Home » Intel Arc A380 Benchmarks Clearly Show Disastrous Drivers

Intel Arc A380 Benchmarks Clearly Show Disastrous Drivers

From China come performance tests both synthetic and “Real world” of the Intel Arc A380, a graphics card put on sale in China at the exchange price of 146 euros. This GPU offers a graphics chip DG2-128 (ACM-G11) manufactured by TSMC at 6nm equipped with 8 Xe cores which result in a total of 1024 cores at 2450 MHz (Turbo Freq.) accompanied by 6 GB of GDDR6 memory @ 15.5 Gbps with 96-bit memory interface and power consumption of 75W.

All of this translates to 947 dots in 3DMark Port Royal, easily outperforming an AMD Radeon RX 6500 XT. If we move on to a less demanding benchmark, it also ranks ahead of the Radeon RX 6500 XT with 5170 points, being 40% faster than its rivals direct: the GeForce GTX 1650 and the Radeon RX 6400.

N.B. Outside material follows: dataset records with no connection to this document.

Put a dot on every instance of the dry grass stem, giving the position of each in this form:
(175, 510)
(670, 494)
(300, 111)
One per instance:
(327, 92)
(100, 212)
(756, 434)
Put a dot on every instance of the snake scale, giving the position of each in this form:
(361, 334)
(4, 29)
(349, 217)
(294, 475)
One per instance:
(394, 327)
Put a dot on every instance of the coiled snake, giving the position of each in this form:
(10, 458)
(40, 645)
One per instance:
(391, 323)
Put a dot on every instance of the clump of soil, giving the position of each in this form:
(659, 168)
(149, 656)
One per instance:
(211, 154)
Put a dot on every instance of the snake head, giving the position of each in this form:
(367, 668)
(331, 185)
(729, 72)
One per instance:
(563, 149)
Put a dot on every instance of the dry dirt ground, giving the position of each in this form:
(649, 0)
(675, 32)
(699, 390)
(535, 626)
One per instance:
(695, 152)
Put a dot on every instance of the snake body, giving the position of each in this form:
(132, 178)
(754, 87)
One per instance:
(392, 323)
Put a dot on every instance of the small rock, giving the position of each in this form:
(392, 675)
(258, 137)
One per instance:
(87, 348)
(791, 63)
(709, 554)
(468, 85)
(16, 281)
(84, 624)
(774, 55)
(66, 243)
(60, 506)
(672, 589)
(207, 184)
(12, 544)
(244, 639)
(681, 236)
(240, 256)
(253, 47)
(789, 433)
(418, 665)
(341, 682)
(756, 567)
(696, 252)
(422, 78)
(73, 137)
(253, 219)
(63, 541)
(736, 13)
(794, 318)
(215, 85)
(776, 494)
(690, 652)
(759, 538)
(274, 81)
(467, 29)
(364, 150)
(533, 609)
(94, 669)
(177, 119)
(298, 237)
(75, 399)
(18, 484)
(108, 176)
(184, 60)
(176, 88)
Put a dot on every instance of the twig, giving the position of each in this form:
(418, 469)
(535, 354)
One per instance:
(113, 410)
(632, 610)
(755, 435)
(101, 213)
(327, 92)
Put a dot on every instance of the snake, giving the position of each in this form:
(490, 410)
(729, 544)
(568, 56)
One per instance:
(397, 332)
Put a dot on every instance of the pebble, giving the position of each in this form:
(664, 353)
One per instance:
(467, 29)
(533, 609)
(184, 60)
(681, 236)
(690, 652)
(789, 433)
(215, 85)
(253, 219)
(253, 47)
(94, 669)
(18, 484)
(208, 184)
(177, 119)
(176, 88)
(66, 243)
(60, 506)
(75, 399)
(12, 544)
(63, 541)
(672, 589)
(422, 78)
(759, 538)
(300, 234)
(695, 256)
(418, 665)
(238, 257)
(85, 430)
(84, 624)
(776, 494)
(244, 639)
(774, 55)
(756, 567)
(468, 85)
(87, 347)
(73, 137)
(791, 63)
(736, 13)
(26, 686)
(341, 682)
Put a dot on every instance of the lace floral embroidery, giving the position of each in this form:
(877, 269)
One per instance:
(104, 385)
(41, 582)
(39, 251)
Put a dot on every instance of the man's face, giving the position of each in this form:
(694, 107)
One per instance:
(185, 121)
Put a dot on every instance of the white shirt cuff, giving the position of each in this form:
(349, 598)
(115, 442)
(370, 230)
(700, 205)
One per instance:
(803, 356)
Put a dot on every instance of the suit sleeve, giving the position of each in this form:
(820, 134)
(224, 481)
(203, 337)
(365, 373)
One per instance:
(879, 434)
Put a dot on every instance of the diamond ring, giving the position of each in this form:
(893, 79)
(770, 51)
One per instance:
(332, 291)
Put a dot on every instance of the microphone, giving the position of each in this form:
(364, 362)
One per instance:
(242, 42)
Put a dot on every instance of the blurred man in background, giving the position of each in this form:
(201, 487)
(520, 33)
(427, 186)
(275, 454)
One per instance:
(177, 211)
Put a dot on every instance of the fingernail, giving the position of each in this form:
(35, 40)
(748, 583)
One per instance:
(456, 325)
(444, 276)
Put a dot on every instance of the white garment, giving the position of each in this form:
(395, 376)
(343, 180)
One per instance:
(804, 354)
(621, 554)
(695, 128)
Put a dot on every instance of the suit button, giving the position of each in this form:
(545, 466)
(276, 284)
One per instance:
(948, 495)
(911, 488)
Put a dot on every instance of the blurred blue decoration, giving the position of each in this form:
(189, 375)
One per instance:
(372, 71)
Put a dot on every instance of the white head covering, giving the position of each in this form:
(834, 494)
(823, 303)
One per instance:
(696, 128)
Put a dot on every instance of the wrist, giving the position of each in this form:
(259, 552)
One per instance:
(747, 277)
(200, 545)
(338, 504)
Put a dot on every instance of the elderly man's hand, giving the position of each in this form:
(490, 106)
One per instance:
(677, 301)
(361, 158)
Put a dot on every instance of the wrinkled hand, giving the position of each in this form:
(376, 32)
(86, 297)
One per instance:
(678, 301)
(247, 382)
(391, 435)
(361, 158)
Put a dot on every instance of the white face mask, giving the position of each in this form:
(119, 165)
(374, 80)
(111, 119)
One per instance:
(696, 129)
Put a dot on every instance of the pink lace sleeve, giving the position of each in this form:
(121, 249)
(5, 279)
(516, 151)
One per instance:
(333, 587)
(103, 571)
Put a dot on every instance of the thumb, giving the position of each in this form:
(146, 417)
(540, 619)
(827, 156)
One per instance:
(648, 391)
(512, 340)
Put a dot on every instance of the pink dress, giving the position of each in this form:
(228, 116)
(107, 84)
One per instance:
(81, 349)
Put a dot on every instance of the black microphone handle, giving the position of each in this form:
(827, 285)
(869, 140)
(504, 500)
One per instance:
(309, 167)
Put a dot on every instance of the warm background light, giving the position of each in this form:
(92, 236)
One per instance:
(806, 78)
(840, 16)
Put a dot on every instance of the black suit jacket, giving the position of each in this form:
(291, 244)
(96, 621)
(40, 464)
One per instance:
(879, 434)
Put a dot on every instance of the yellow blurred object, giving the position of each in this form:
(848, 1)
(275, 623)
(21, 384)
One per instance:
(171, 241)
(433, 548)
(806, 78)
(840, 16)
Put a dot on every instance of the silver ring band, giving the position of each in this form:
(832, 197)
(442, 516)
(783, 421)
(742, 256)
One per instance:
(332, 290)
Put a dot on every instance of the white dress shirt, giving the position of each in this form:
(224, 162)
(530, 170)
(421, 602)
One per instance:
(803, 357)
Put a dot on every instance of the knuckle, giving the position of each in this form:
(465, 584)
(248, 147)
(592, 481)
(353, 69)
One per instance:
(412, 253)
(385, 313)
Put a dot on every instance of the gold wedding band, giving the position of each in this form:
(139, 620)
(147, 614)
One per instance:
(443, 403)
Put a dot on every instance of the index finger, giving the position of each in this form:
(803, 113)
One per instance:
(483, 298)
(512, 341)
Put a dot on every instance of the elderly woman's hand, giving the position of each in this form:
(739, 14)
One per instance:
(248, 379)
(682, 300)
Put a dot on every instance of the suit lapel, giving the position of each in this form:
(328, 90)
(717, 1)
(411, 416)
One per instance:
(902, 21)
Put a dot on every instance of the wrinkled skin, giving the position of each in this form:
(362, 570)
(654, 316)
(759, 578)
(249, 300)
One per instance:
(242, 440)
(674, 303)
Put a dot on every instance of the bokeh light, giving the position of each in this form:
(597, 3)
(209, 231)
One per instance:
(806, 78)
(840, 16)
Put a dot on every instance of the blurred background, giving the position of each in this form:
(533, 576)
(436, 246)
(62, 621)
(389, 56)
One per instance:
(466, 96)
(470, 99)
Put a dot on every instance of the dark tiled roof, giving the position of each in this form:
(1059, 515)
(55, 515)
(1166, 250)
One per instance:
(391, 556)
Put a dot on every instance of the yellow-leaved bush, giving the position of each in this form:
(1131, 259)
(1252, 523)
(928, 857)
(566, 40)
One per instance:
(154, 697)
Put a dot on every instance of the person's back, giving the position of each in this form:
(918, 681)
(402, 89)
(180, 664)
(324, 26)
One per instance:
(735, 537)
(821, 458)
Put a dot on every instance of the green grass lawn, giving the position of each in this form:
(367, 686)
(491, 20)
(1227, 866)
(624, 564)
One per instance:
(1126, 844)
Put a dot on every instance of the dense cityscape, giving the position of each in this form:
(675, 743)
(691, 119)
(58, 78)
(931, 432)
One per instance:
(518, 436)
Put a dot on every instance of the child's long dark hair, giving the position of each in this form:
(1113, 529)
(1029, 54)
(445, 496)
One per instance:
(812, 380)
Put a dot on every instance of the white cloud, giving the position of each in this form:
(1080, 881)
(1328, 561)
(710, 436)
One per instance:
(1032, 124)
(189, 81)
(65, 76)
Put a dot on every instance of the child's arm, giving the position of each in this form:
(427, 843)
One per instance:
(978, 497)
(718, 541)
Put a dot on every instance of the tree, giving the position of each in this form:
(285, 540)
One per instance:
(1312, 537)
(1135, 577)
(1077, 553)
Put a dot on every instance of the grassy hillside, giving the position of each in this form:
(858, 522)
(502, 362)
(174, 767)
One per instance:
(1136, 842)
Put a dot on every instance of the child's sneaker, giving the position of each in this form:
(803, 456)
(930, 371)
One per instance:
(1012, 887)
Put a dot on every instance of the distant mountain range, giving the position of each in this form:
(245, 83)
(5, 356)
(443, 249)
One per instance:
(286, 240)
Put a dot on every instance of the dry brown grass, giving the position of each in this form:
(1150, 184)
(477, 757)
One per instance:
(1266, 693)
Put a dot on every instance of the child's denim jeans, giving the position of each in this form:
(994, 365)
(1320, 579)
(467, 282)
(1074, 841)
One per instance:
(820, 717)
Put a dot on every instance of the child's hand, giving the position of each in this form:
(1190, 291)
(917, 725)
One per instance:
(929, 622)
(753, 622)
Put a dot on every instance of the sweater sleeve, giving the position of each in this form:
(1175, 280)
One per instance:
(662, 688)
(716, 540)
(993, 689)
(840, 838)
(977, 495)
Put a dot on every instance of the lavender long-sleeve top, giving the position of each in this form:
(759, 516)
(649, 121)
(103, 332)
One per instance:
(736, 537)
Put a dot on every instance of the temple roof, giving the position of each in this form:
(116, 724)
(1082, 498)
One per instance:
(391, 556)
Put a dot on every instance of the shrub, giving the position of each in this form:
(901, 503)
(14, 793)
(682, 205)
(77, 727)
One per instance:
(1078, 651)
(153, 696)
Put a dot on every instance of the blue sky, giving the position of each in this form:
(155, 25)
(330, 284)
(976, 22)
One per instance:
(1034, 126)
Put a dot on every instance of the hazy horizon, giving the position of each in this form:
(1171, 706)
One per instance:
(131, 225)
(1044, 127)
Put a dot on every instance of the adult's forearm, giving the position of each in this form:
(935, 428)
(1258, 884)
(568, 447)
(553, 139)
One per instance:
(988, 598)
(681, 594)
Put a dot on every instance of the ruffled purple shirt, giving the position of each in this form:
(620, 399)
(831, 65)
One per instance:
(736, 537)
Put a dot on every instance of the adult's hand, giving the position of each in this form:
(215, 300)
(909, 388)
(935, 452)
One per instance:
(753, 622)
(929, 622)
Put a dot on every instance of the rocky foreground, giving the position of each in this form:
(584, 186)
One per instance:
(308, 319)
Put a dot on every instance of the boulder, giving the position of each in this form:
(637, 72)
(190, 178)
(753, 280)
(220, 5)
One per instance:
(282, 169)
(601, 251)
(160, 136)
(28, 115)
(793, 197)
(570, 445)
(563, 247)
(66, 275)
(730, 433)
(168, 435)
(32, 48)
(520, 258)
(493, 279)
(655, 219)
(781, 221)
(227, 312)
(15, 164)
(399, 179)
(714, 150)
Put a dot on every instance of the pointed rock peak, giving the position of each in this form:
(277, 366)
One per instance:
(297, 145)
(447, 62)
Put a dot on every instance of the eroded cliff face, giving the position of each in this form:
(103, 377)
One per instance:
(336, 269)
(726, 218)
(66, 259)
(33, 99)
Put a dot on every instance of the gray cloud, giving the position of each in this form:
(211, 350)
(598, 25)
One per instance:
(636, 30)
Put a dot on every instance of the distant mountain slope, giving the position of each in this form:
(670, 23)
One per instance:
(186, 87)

Intel Arc A380 - 3DMark Port Royal Reference Intel Arc A380 - Benchmark 3DMark Time Spy

now comes disappointmentand it is that in all the tests where the performance of the Intel Arc A380 has been analyzed: League of Legends, PUBG, Grand Theft Auto V, Shadow of the Tomb Raider, Forza Horizon 5, and Red Dead Redemption 2, its performance at 1080p resolution was remarkably lower to that of direct competition, resulting in differences in performance up to 24 percent compared to the GeForce GTX 1650 and a 26% compared to the Radeon RX 6400.

It’s also worth noting that where it loses the most performance is in games that use an older API such as DirectX 11.

Intel Arc A380 - Gaming Performance

It just clarifies again what we already knew, which is that despite being a more powerful and cheaper GPU than its competitors, there’s no point in bringing such a product to the market when at graphics driver level all performance is lost along the way.

Obviously it will only be a matter of time before the drivers are polished and it will eventually outperform its direct rivals, although of course no one assures us that this can happen in a month. or it could take a year to arriveand with the drop in GPU prices after the mining crisis, Intel could finally have problems selling its graphics cards in the market, since everything about your software it only breeds mistrust.